Treating Coca-Cola like it's high-end wine is ridiculous—the stuff of parody. And yet the world's most popular sugar-water brand has graciously partnered with luxury glassware maker Riedel for your smirking amusement.
The product of their collaboration, a $20 glass that the brands claim is specially designed to favor Coke's flavor profile, may in fact make your $1 soda seem to taste better.

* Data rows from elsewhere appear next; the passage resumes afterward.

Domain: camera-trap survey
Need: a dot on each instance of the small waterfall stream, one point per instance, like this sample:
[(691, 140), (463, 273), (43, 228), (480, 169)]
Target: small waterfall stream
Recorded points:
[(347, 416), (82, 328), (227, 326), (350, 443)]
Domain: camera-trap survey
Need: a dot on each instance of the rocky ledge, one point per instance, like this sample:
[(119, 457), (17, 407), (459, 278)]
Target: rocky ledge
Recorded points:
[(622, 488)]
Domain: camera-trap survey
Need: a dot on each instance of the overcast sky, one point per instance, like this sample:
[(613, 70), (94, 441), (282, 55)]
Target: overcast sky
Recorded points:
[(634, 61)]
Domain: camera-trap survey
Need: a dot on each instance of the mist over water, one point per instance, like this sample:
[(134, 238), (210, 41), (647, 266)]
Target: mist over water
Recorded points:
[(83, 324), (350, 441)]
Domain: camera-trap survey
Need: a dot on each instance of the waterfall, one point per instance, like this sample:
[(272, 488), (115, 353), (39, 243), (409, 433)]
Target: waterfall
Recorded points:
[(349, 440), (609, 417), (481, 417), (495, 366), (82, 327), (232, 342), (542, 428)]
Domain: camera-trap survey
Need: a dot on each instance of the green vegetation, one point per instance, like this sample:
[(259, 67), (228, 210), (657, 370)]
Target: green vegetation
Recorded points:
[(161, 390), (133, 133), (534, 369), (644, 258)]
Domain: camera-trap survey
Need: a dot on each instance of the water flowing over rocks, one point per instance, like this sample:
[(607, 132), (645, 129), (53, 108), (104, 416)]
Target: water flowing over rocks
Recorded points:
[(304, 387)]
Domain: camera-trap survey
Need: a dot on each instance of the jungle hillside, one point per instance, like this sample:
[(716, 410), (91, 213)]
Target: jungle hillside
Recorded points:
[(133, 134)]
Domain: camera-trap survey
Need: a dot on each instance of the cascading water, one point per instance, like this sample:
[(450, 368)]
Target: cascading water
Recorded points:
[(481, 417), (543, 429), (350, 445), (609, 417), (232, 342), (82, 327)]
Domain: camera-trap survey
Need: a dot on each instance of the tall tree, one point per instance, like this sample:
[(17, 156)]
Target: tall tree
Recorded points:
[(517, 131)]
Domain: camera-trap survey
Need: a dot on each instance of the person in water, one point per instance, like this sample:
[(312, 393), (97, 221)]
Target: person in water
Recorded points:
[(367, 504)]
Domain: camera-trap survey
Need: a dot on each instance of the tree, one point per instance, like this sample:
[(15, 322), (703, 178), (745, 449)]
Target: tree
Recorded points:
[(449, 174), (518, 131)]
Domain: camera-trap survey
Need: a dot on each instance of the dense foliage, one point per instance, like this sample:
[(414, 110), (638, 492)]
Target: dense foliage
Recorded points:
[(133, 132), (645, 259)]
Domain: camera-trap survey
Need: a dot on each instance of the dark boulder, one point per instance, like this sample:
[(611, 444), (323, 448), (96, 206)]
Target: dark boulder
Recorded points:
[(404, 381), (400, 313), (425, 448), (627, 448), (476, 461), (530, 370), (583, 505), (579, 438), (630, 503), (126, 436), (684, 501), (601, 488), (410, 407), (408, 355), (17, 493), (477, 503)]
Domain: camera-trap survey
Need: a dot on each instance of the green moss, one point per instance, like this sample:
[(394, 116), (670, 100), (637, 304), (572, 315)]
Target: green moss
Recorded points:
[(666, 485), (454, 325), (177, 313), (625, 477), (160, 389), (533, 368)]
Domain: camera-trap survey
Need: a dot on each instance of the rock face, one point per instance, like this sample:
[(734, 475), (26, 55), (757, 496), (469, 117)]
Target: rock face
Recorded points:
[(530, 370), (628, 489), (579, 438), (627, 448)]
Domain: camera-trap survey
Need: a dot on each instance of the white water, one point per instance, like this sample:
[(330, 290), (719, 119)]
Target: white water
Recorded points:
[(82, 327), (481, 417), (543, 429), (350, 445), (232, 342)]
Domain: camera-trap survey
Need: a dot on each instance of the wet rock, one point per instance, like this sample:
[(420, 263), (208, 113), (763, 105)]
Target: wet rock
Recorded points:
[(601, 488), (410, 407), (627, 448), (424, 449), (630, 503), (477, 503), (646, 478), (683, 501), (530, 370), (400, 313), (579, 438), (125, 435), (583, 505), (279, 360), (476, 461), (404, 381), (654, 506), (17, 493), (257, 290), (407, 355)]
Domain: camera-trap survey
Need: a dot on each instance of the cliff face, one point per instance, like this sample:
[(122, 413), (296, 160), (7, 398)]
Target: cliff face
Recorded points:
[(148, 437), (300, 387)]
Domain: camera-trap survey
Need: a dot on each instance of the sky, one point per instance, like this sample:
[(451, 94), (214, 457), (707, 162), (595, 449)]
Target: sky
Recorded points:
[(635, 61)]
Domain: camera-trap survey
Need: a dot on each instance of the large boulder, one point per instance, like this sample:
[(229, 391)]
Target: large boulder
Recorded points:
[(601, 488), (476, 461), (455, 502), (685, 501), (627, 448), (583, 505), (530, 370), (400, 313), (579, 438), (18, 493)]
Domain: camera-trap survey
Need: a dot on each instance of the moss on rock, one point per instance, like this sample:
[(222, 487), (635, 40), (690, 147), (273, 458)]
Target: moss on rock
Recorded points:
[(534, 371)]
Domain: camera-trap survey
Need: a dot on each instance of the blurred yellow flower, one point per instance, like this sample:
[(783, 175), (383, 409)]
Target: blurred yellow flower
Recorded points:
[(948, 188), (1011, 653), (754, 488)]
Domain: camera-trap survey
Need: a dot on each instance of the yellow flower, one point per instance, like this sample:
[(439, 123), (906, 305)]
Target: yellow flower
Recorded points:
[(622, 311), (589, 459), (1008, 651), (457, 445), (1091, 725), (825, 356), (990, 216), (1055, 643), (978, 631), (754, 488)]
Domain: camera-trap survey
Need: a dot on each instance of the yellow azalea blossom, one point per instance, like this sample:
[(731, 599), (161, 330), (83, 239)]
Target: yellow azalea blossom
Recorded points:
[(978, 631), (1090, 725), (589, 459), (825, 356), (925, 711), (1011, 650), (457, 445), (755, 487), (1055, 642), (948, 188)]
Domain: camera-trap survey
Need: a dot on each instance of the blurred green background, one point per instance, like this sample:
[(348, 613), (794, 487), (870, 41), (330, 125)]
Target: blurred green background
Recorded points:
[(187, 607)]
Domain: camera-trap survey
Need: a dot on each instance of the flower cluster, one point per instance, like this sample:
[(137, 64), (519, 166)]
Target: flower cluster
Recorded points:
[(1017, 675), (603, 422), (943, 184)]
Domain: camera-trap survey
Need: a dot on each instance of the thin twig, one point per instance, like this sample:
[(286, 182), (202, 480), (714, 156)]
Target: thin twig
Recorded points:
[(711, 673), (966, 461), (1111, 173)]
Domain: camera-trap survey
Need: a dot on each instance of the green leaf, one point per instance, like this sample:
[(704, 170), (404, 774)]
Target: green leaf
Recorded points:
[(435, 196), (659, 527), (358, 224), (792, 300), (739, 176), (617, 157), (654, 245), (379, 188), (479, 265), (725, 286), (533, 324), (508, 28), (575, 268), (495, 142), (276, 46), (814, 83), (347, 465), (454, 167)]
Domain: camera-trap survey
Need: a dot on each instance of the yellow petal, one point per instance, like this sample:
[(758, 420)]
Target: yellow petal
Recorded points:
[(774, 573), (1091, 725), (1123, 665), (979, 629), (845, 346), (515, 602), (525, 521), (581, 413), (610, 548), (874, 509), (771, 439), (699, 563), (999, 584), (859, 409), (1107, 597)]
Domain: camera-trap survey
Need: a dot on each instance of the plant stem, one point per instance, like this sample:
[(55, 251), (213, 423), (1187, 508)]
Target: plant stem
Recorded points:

Or, for free, you can enjoy the surreal experience of hearing Riedel CEO Georg Riedel talk about Coke as if it were just like a rare wine for which his company also produces special crystal. "This glass starts with the introduction of the aromas, beautiful lemon, citrus, lime character, malt characteristics, the mouth feel, the effervescence," he tells Fast Company. "The glass orchestrates the sweetness on the palate."
In theory, the campaign is a clever nod to the lore that says Coke is better in its classic glass bottles. Over on Coke's website, in the brand's interview with itself, Riedel also spins a yarn harkening back to his youth, when he rationed a 12-pack of the soda as a rare treat in the midst of post-WWII scarcity. That is a nice story. It is no longer the 1950s. Coca-Cola does not want you to ration soda. It wants you to buy more. Lots more.
In reality, Coca-Cola isn't snobbish or even fancy. Coca-Cola is populist. It's accessible. Pretending otherwise comes across as a bizarre form of self-mockery. Unless the whole exercise is a form of trollish performance art—in which case, Coca-Cola has already won.
Also, wine is probably better for you.